La notizia non è nuova, ma il blog ha subìto un’interruzione da scoramento, perciò la posto ora, chè saperla male non fa, e si inserisce anche nei tristissimo dibattito sulla “sicurezza” di questo periodo
Dei 612 casi registrati nel 2007 dal centro antiviolenza di Torre Spaccata – uno dei sette centri di ascolto nel Lazio – emerge che l’80% delle violenze è “domestico”, cioè si tratta di maltrattamenti subiti in casa. Il 5% è violenza psicologica grave, il 2% è rappresentato da casi di stupro in famiglia. Lo stupro a opera di sconosciuti è meno del 2%. Per quanto riguarda gli autori delle violenze, si conferma il dato di un fenomeno che nasce e cresce soprattutto in casa: nel 52% dei casi l’autore è il marito della vittima. Solo nel 3% dei casi la violenza è compiuta da uno sconosciuto. Gli autori del crimine sono per lo più italiani (79%) e solo per il 21% stranieri.
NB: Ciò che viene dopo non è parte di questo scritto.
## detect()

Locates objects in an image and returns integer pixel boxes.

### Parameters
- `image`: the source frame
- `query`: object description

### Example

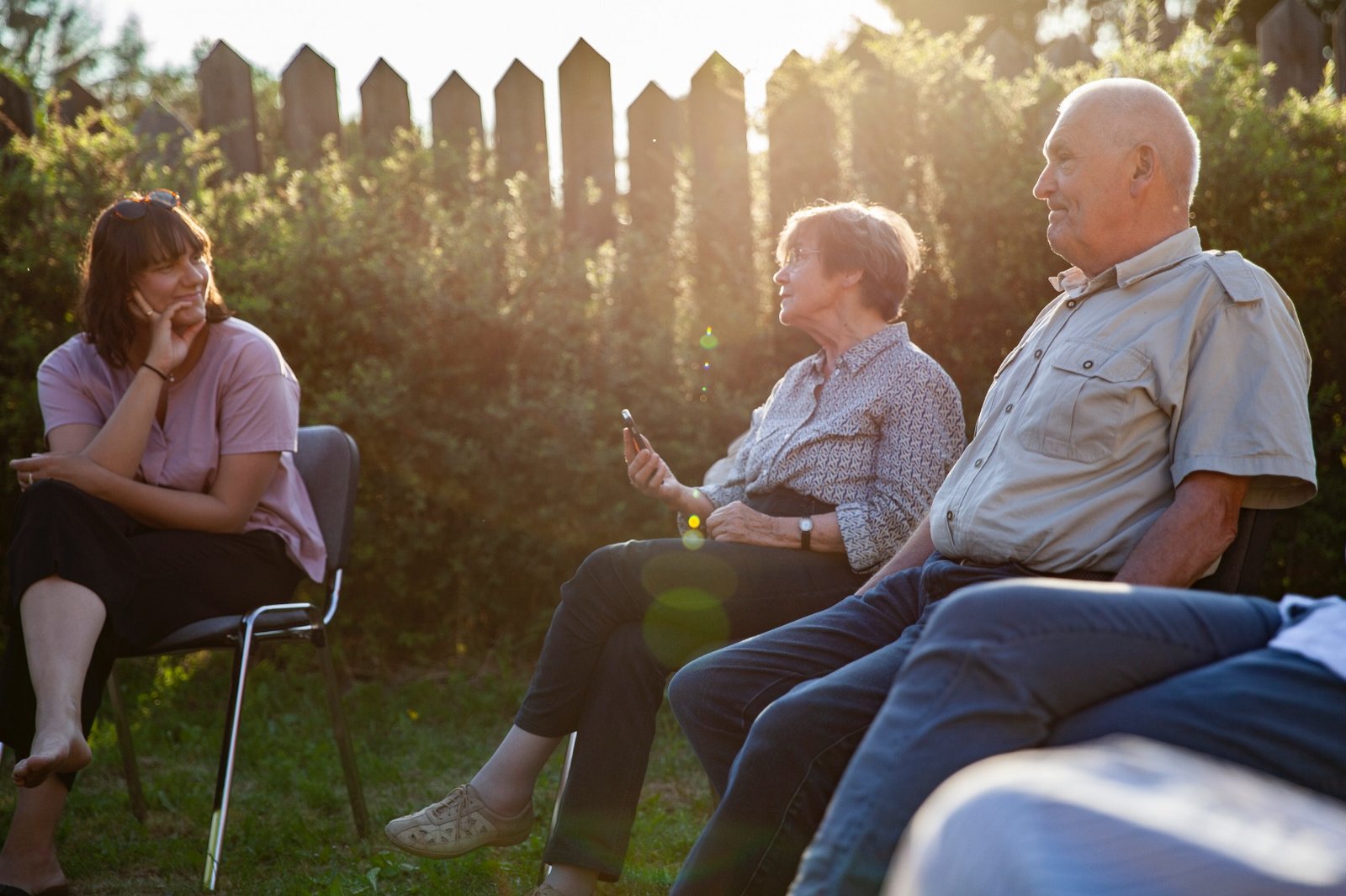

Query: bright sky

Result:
[86,0,893,175]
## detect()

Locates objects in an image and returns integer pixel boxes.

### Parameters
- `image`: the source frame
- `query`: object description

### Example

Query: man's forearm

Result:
[855,515,934,595]
[1115,471,1248,588]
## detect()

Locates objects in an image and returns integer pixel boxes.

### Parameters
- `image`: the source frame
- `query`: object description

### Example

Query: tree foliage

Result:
[0,10,1346,662]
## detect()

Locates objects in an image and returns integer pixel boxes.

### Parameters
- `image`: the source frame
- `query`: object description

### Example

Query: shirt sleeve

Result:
[1173,257,1317,508]
[837,360,965,572]
[220,338,299,454]
[677,390,783,533]
[38,343,108,436]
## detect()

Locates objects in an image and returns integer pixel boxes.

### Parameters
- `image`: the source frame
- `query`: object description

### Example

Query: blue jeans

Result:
[669,554,1025,894]
[516,538,864,881]
[790,580,1280,896]
[1047,647,1346,800]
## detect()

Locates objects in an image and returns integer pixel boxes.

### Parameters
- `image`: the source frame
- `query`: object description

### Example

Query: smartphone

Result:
[622,408,650,451]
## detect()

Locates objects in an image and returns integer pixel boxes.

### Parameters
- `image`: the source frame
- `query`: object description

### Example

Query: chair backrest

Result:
[294,425,359,575]
[1193,507,1279,595]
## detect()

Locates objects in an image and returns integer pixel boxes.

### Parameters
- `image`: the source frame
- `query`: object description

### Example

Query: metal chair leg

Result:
[202,632,252,892]
[314,631,368,840]
[108,669,146,824]
[537,730,579,884]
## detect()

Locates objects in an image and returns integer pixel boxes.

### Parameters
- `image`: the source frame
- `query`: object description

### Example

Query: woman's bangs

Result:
[126,209,210,273]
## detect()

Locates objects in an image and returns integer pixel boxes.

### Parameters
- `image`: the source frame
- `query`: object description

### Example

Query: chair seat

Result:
[133,609,317,656]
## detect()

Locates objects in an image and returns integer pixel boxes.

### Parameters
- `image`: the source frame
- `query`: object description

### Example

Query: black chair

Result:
[1193,507,1280,595]
[538,507,1280,881]
[108,427,368,891]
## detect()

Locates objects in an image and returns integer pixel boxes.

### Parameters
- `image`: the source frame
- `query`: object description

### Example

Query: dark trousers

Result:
[0,479,301,786]
[669,554,1025,893]
[516,538,864,880]
[779,580,1286,896]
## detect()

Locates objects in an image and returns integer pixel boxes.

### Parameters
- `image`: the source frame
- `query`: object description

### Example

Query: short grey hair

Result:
[776,202,920,323]
[1058,78,1200,209]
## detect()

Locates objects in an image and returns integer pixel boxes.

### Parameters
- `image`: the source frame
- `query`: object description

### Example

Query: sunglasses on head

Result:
[112,188,182,220]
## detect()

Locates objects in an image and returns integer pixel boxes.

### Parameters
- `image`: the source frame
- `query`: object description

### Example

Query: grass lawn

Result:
[0,635,711,896]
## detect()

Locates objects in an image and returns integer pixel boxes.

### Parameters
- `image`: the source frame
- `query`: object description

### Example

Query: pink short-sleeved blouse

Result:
[38,319,327,581]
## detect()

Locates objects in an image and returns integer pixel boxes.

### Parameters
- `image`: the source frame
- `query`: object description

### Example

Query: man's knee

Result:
[920,579,1061,642]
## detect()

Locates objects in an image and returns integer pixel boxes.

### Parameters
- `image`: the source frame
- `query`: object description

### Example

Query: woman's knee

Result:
[668,653,729,734]
[561,542,630,607]
[19,479,94,515]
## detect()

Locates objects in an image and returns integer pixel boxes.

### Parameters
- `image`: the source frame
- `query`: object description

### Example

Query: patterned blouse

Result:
[680,323,965,572]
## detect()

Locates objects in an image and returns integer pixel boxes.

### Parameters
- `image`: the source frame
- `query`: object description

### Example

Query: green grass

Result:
[0,646,711,896]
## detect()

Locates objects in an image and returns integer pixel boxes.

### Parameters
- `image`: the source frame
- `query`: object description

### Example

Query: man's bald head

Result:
[1059,78,1200,209]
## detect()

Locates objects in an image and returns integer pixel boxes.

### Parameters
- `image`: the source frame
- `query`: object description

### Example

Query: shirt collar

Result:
[1048,227,1200,299]
[812,321,911,371]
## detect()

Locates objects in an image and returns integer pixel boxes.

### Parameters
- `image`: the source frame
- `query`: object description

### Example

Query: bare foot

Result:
[13,730,93,787]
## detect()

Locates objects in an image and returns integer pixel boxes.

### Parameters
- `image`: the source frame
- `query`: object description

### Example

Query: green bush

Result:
[0,17,1346,663]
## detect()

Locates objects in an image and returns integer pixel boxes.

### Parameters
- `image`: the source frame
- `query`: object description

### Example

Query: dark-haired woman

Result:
[0,189,326,896]
[385,202,964,896]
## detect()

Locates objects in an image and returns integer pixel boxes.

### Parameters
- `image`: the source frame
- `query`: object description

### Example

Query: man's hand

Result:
[1115,469,1249,588]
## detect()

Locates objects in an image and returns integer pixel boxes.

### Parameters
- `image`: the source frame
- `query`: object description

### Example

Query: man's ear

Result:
[1131,143,1159,196]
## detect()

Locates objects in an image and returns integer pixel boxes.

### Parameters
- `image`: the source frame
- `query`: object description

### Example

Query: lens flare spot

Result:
[641,586,729,669]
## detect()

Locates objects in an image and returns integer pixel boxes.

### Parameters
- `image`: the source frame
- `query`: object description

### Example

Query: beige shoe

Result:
[384,784,530,856]
[527,884,565,896]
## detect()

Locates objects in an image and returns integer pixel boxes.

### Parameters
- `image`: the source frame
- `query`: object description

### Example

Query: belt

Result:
[957,559,1117,581]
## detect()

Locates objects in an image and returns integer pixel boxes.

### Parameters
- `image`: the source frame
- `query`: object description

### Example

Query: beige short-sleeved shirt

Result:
[930,227,1317,573]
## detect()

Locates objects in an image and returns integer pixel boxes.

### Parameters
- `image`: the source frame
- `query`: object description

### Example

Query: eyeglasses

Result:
[112,188,182,220]
[781,247,823,270]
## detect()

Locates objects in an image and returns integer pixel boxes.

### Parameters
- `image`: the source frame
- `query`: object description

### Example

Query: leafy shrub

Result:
[0,17,1346,663]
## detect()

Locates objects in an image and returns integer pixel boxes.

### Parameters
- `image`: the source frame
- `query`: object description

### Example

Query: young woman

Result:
[386,203,964,896]
[0,189,326,896]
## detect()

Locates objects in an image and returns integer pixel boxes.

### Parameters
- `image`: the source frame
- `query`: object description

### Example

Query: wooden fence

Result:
[0,0,1346,254]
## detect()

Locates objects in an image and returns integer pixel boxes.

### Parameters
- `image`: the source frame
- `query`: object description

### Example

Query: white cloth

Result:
[883,737,1346,896]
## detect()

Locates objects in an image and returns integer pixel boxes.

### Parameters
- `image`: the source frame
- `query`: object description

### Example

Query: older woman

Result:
[386,203,964,896]
[0,189,326,896]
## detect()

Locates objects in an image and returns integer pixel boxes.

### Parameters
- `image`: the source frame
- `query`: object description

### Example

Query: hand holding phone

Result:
[622,408,650,451]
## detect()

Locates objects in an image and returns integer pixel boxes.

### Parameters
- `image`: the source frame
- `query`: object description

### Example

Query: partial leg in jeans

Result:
[1047,647,1346,800]
[400,539,863,892]
[669,554,1016,893]
[790,580,1280,896]
[543,623,668,881]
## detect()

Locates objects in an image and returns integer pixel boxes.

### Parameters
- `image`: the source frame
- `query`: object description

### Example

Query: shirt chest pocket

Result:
[1019,342,1151,464]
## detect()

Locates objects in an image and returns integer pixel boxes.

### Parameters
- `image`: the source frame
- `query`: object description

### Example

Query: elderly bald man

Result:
[669,79,1317,896]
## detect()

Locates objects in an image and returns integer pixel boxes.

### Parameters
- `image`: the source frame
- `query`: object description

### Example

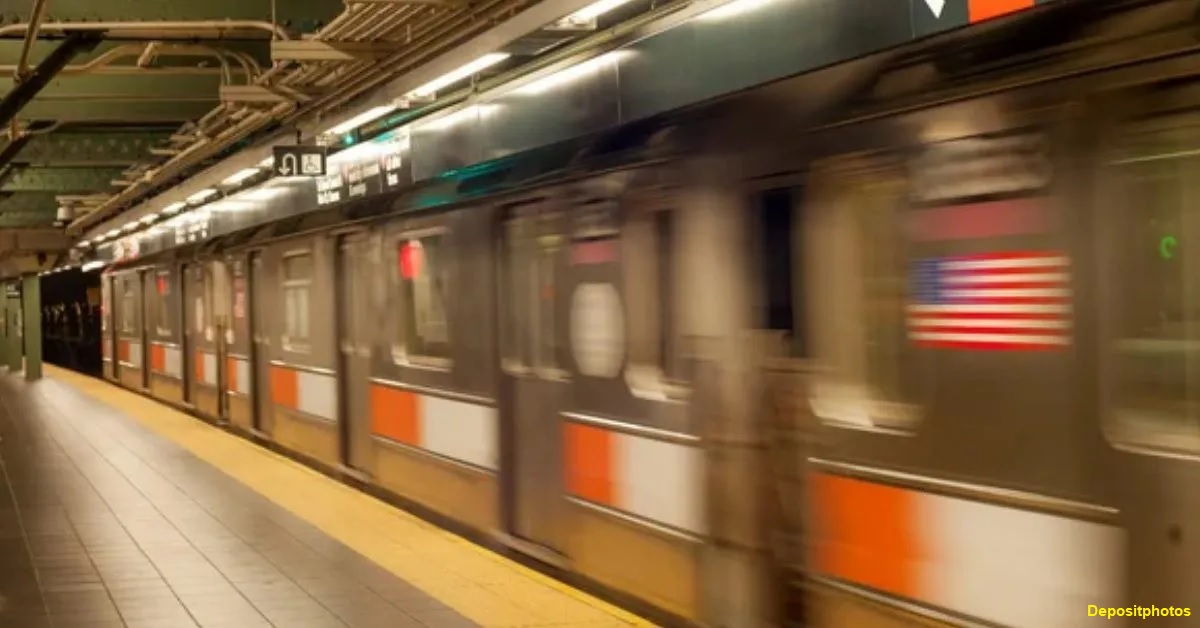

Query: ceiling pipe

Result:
[0,34,100,126]
[67,102,295,235]
[13,0,49,83]
[0,19,292,40]
[0,42,262,79]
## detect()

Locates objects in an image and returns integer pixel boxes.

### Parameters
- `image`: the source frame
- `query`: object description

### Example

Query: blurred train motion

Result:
[96,1,1200,627]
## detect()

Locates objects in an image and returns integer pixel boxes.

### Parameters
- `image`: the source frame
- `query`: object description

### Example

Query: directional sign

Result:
[275,146,325,177]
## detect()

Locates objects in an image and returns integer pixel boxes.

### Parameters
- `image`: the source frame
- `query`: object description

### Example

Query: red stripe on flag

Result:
[913,340,1063,352]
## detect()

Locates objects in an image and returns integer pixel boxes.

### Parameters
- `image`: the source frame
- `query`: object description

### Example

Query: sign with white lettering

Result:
[274,146,326,177]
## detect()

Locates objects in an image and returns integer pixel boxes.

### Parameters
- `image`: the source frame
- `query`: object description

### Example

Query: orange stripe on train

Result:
[271,366,300,409]
[967,0,1034,24]
[371,384,421,447]
[150,345,167,373]
[563,423,618,506]
[810,473,928,599]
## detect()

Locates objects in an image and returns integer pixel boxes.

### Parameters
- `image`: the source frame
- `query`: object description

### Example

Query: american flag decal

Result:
[907,252,1072,351]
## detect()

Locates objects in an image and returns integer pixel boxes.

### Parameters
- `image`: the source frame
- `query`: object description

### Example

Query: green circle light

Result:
[1158,235,1180,259]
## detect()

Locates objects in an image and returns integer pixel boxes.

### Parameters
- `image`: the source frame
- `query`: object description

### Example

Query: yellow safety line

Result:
[46,365,654,627]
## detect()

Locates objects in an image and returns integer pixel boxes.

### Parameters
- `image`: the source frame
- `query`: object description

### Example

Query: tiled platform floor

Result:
[0,369,647,628]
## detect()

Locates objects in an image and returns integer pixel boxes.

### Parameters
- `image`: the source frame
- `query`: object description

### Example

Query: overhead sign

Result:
[275,146,325,177]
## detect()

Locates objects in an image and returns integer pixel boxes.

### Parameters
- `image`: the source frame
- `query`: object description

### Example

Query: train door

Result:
[497,201,569,551]
[336,233,371,472]
[179,264,196,405]
[1099,112,1200,626]
[134,270,154,390]
[5,283,25,372]
[100,275,116,379]
[187,263,221,419]
[250,251,272,435]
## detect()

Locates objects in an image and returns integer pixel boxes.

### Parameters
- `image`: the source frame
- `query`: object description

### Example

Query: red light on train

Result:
[400,240,425,280]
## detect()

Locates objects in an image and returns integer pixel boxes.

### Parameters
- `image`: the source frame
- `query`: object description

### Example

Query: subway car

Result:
[103,1,1200,627]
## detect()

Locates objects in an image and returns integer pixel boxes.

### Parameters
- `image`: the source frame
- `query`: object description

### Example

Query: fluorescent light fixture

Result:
[562,0,629,24]
[696,0,772,22]
[419,104,496,131]
[325,104,396,136]
[515,50,628,96]
[187,187,217,204]
[221,168,258,185]
[409,53,510,97]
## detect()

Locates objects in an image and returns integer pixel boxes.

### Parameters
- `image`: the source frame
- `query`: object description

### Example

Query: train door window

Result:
[1100,150,1200,450]
[750,187,808,358]
[805,163,932,430]
[192,270,208,337]
[622,209,684,396]
[121,279,138,334]
[394,231,450,363]
[504,205,565,370]
[283,251,312,352]
[154,270,172,337]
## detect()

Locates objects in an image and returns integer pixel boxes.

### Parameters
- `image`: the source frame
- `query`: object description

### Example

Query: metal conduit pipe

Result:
[297,0,489,92]
[67,102,295,233]
[70,0,480,229]
[0,43,257,78]
[293,0,523,112]
[352,6,424,41]
[13,0,48,82]
[0,19,292,40]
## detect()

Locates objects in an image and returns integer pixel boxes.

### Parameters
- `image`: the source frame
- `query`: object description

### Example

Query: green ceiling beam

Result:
[7,132,170,167]
[5,0,343,31]
[0,214,54,229]
[0,167,124,195]
[18,100,217,124]
[0,192,59,215]
[0,74,221,98]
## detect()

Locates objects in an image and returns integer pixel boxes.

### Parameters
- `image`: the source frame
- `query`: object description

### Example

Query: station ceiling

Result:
[0,0,559,275]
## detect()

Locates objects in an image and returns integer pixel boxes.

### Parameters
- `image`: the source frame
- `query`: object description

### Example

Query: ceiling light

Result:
[325,104,396,136]
[409,53,510,97]
[187,187,217,204]
[563,0,629,24]
[221,168,259,185]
Aggiungo, per chi si stupisce, che la situazione è identica in tutto il mondo: la violenza sulle donne, percentuale più percentuale meno, avviene quasi sempre dentro le mura di casa.
Questa notizia è invece di oggi, da republikit: Vittoria Mohacsi, l’eurodeputato rom che in questi giorni ha visitato i campi rom tra Roma e Napoli, lancerà contro l’Italia un grave atto di accusa: violazione dei fondamentali diritti umani, bambini di cui si sono perse le tracce, razzie notturne della polizia.
Leggetevi tutto il pezzo qui, che merita e ci fa apprezzare, tra l’altro, la determinazione e il rigore di Vittoria. Ma se non ne avete voglia, leggete almeno questo pezzetto:
“L’avvocato dell’Opera nomadi – è Vittoria che racconta – mi ha detto che da due anni sono state perse le tracce di dodici bambini accusati di accattonaggio. Questi ragazzini sembrano spariti nel nulla, non esiste neppure un pezzo di carta. Ho incontrato un nonno di 60 anni disperato perchè non sa più nulla di suo nipote”. Se ribatti che i minori vengono spesso usati dai genitori per rubare, scippare, furti in casa, una vera e propria piaga, la risposta di Mohacsi è: “Bisogna punire chi delinque e tenerlo in carcere. Non far sparire i bambini”.
Difficile, vero? E, in ogni caso, lo sottolineo: perfino i vescovi hanno sottolineato che non esiste nessun caso di bambino rapito dagli zingari, mentre sono i bambini rom a sparire.